Но, как говорили многочисленные завистники и недоброжелатели, был он не столько историк, сколько истерик.
Павла Николаевича он утомлял, но и околдовывал.
Зато от генеральной линии не отступал ни на шаг, и в смысле чистоты риз был хотя и нелеп, но умилителен.
Конец его был страшен: во время немецкого владычества, за какую-то провинность, а может быть и просто нелепость, сумасшедшего муллу забили лагерной плетью, и забили на смерть.
Невзирая, однако, на разнокалиберность состава и не неодинаковость склонностей и убеждений, жили мы на редкость дружно, тесно, а порою и весело.
Душой газеты, и настоящим, неполитическим ее редактором был, разумеется, все тот же А. А. Поляков.
Милюков возглавлял, Поляков правил.
Альбатрос парил в поднебесье, рулевой стоял у руля.
Стоял и наводил панику на окрестности.
Сокращал Минцлова, укрощал многострочного Вакара, доказывал Павлу Павловичу Гронскому, что Милюков статьи его всё равно не пропустит, и красным карандашом, краснее которого не было на свете, перечёркивал опасные места, советуя их исправить заранее.
Потом, завидев Полякова-Литовцева, хватался за голову и затыкал уши, ибо наперёд знал, что Литовцев не только развернётся на два полных подвала, но еще будет читать всю свою многовёрстную статью вслух и после каждого абзаца захлёбываться и требовать шумного и немедленного одобрения.
А специальностью Абрамыча было всё, что угодно, но во всяком случае не восхищение и не угождение.
Андрей Седых, которого все любили за весёлый нрав и несомненное остроумие, говорил по этому поводу, что в России было три словаря — один Грота, другой Даля и третий Ал. Абр. Полякова.
На что Поляков неизменно отвечал ему одной и той же тирадой, выдернутой на этот случай из какого-то моего давнишнего альбома пародий.
— Эй вы, Седых, чортова кукла, идите-ка сюда и послушайте!
Седых, не подымаясь с места, сейчас же и весьма непринуждённо парировал:
— Лучше быть чортовой куклой, чем очковой змеёй.
Прозвище было придумано всё тем же своевольным Андреем, и заключало в себе весьма прозрачный намек на знаменитые Абрамычевы очки, через стекла которых сверкал и пронзал очередную жертву неумолимый взгляд когда-то голубых глаз.
Поляков терпеливо и угрожающе ждал, пока Седых, под непрерывный стук пишущих машинок, не выговорит весь свой репертуар.
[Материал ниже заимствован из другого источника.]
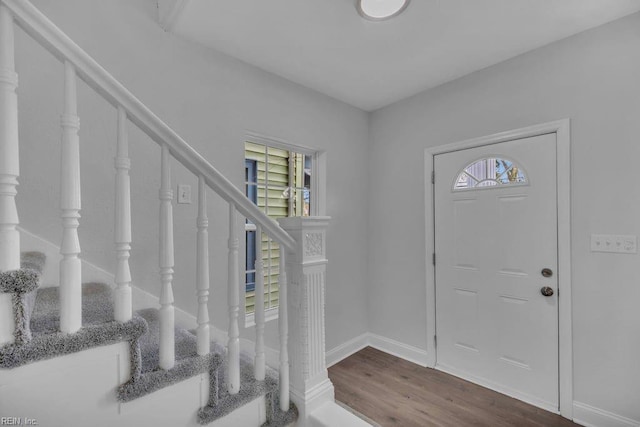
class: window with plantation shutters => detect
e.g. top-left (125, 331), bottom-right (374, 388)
top-left (245, 142), bottom-right (312, 318)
— Красноречивей слов иных очков немые разговоры!.. — продолжал подливать масла в огонь неунимавшийся король репортажа.
Наконец, когда уже все реплики были очевидно исчерпаны, Седых без всякого энтузиазма подходил к столу Саванароллы, — еще одно из многих прозвищ Абрамыча — и с невинным видом спрашивал:
— Вы мне кажется хотите сказать что-то приятное?
Поляков наклонялся через весь стол, и с убийственной отчётливостью произносил свою излюбленную фразу:
— Я вам хотел сказать, молодой человек, то, что вам хорошо известно…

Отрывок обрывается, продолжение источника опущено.